The Assembly of French Citizens Abroad (French: Assemblée des Français de l'étranger; AFE) is the political body that represents French citizens living outside France. The assembly advises the government on issues involving French nationals living outside France, as well as the role of France in overseas developments. Membership consists of directly elected representatives, senators representing French citizens abroad and officials appointed by the Ministry of Foreign and European Affairs.
The issue of representation for French nationals abroad was first addressed in the French Fourth Republic (1946–1958). Three seats were allocated to the Council of the Republic (the then-upper legislative house), representing citizens residing in Europe, America and Asia-Oceania. In addition, there were four agencies based in Paris also representing French interests abroad: the Union of French Chambers of Commerce Abroad, the Federation of French Teachers Abroad, the Federation of French Veterans Residing Outside France, and the Union of French Citizens Abroad (UFE). The conflict between these organization and the National Assembly in appointing the three members of the Council of the Republic led to the decision to form an entirely new body to represent French citizens abroad.
Foreign minister Georges Bidault signed the decree establishing the High Council of French Citizens Abroad (French: Conseil supérieur des Français de l’étranger, CSFE) in July 1948. The CSFE consisted of 55 members: the three Councillors of the Republic representing French nationals abroad, the presidents of the four organizations above, 42 elected members, and five members appointed by the Minister of Foreign Affairs. The first elections were held in 1970 in 70 countries.
Turnout in these elections suffered a decline from 1997, which prompted efforts to extensively reform the CSFE. It was renamed the Assembly of French Citizens Abroad. The proportion of elected members was further increased. In addition, the electoral boundaries were revised to account for the changing demographics of French nationals abroad.
The assembly is tasked with protecting the interests of French citizens abroad on issues such as the teaching of French, rights as citizens, social and economic problems, and taxation. They advise the French government on issues concerning French nationals living outside France and the role of France in overseas developments. The assembly also appoints representatives to various public agencies in France, including the National Stock Exchange, Permanent Commission for Employment and Vocational Training of French Citizens Abroad, etc.

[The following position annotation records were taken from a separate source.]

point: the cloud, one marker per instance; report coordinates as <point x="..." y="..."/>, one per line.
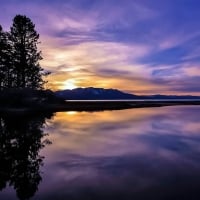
<point x="137" y="46"/>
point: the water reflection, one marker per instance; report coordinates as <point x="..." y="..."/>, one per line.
<point x="150" y="153"/>
<point x="20" y="142"/>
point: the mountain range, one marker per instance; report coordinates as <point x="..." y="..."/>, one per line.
<point x="91" y="93"/>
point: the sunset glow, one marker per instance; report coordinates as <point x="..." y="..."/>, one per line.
<point x="69" y="84"/>
<point x="134" y="46"/>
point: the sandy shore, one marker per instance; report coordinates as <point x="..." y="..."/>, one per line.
<point x="90" y="106"/>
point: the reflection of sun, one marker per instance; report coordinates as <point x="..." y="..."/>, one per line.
<point x="69" y="84"/>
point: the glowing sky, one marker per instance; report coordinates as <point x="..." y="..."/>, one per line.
<point x="139" y="46"/>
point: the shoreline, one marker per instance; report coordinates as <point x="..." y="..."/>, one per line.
<point x="90" y="106"/>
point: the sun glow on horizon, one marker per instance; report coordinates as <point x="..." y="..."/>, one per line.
<point x="69" y="84"/>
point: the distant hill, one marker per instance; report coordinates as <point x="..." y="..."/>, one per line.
<point x="91" y="93"/>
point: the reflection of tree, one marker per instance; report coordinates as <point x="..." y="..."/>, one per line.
<point x="20" y="142"/>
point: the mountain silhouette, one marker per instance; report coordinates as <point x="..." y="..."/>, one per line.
<point x="92" y="93"/>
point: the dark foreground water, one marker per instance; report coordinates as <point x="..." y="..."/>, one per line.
<point x="149" y="153"/>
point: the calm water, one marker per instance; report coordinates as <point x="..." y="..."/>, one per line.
<point x="150" y="153"/>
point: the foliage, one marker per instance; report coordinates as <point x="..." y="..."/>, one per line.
<point x="19" y="56"/>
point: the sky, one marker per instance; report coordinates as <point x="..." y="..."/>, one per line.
<point x="137" y="46"/>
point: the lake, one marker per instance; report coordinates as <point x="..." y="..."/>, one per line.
<point x="143" y="153"/>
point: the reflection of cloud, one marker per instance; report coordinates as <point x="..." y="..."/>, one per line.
<point x="141" y="153"/>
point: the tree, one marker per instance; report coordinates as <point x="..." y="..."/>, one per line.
<point x="5" y="60"/>
<point x="27" y="71"/>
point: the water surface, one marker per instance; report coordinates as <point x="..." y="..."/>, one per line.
<point x="145" y="153"/>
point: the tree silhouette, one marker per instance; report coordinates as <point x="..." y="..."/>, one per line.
<point x="5" y="60"/>
<point x="20" y="142"/>
<point x="24" y="39"/>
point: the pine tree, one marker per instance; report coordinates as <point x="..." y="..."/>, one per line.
<point x="26" y="68"/>
<point x="5" y="60"/>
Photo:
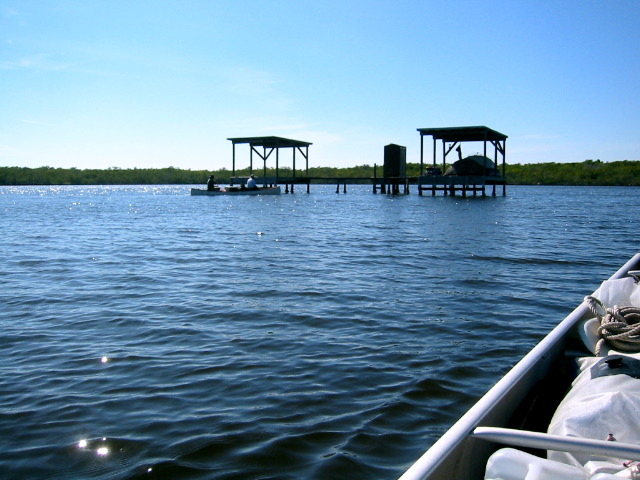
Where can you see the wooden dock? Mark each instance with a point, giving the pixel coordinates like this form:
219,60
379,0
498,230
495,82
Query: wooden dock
447,184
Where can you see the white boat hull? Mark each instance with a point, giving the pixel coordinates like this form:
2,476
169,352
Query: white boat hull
458,454
236,191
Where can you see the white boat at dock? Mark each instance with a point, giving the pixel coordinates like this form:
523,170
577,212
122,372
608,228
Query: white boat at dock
531,425
236,191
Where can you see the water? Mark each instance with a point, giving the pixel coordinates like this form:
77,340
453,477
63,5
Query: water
150,334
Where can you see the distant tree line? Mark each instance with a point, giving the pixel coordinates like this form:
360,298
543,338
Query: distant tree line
589,172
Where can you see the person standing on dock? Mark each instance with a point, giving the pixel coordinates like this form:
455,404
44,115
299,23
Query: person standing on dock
251,183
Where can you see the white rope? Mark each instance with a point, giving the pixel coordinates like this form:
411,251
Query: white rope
619,326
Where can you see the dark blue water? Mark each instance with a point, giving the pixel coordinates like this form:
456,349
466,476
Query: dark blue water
150,334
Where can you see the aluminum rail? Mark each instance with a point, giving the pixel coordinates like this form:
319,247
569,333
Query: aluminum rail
559,443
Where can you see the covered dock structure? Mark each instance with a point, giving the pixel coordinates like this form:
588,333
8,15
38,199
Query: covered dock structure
434,178
263,148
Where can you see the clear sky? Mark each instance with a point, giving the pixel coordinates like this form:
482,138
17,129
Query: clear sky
158,83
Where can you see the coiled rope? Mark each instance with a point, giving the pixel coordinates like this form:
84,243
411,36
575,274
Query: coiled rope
619,326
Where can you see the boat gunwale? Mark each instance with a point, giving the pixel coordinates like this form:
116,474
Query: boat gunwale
533,363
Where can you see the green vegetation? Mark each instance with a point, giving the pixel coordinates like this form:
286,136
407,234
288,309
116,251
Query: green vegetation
589,172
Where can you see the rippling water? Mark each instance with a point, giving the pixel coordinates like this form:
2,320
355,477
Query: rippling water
150,334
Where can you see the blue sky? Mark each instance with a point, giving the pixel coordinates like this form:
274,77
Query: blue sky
152,84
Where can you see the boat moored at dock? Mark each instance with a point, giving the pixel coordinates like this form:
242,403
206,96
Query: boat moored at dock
236,190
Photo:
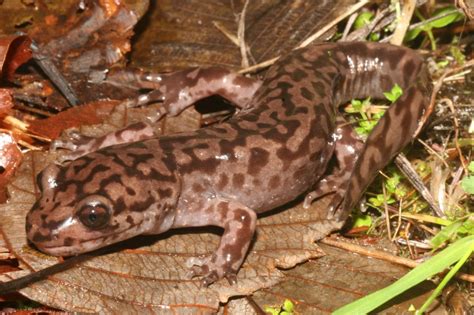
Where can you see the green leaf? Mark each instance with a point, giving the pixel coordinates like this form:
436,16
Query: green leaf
272,310
394,94
467,184
446,233
412,34
288,306
363,19
434,265
446,279
448,19
470,167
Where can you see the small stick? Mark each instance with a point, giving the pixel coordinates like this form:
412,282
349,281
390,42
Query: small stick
383,255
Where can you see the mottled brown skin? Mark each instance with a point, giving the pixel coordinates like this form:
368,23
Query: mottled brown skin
274,150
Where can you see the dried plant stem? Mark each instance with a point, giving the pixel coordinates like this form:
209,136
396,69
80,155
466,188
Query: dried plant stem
383,255
241,36
404,22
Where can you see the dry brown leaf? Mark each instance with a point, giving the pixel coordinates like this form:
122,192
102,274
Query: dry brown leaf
153,277
322,285
183,33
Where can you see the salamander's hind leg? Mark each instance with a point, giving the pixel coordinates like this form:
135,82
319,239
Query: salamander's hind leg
181,89
348,146
238,223
80,145
177,91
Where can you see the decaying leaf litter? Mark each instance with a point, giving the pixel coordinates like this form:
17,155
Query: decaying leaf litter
258,272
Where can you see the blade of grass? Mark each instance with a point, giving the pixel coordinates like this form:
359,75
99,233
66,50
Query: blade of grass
434,265
446,279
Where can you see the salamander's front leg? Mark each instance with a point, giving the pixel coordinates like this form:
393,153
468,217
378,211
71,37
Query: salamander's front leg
181,89
348,146
80,145
238,223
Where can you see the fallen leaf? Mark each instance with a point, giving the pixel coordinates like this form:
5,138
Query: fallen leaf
150,273
10,158
187,33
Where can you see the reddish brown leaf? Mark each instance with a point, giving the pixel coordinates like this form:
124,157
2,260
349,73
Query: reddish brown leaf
92,113
6,101
10,158
14,51
152,272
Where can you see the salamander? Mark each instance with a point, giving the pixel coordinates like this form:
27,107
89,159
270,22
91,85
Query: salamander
276,148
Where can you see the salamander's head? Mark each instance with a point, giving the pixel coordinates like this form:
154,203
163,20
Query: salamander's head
96,201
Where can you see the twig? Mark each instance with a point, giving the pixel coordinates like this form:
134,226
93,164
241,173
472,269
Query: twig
226,32
47,65
403,22
241,36
383,255
405,166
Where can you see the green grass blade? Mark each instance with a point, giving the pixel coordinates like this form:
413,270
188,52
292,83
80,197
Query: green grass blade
434,265
446,279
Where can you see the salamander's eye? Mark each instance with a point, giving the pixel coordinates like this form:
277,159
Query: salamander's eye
94,215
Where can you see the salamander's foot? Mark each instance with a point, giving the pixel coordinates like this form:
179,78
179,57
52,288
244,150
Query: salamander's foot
210,271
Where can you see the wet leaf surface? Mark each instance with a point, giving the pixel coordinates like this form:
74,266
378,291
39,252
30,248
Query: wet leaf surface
149,274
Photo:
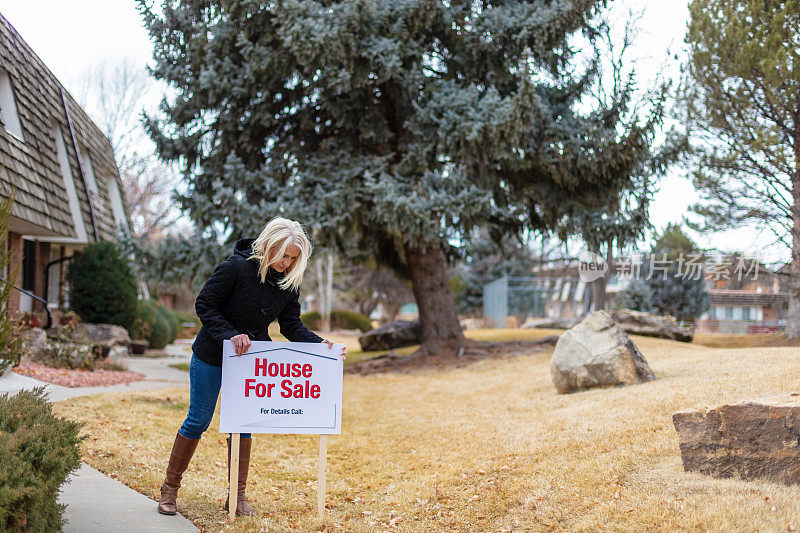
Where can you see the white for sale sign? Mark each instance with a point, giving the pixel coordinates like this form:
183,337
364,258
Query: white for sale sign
281,387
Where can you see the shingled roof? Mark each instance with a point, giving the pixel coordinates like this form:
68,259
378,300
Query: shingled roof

The assembly meets four times a year. Bureau meetings take place in June and December, while plenary sessions are held in March and September.
The AFE is composed of 179 members:155 members elected by universal suffrage from 52 districts around the world who serve six-year terms
12 ex-officio members of the Senate representing French citizens abroad
12 members appointed by the Ministry of Foreign and European Affairs known for their expertise in French expatriate matters.
Day-to-day affairs are run by a general secretariat. The secretary general is appointed by the Minister of Foreign Affairs.
The council is presided over by the Minister of Foreign Affairs. He is the council's president, and is assisted by three vice presidents elected by the council.President: Laurent Fabius (Minister of Foreign Affairs; since 2011)
Members also join committees which prepare reports on specific issues which are submitted to the council's sessions. The permanent committees include:Cultural Affairs and Education
Finance and Economic Affairs
Laws and Regulations
Elections to the assembly are staggered based on geographical location. Electoral districts are divided into two "zones". Elections in each zone are held three years apart. Zone A (last election in 2009) consists of electoral districts in the Americas and Africa. Zone B (last election in 2006) consists of districts in Europe and Asia.
The 155 elected seats are distributed among 52 electoral districts proportional to population. The districts are as follows:
Members organize themselves into political groups. A minimum of 18 members is required to form a group. The assembly currently consists of four groups.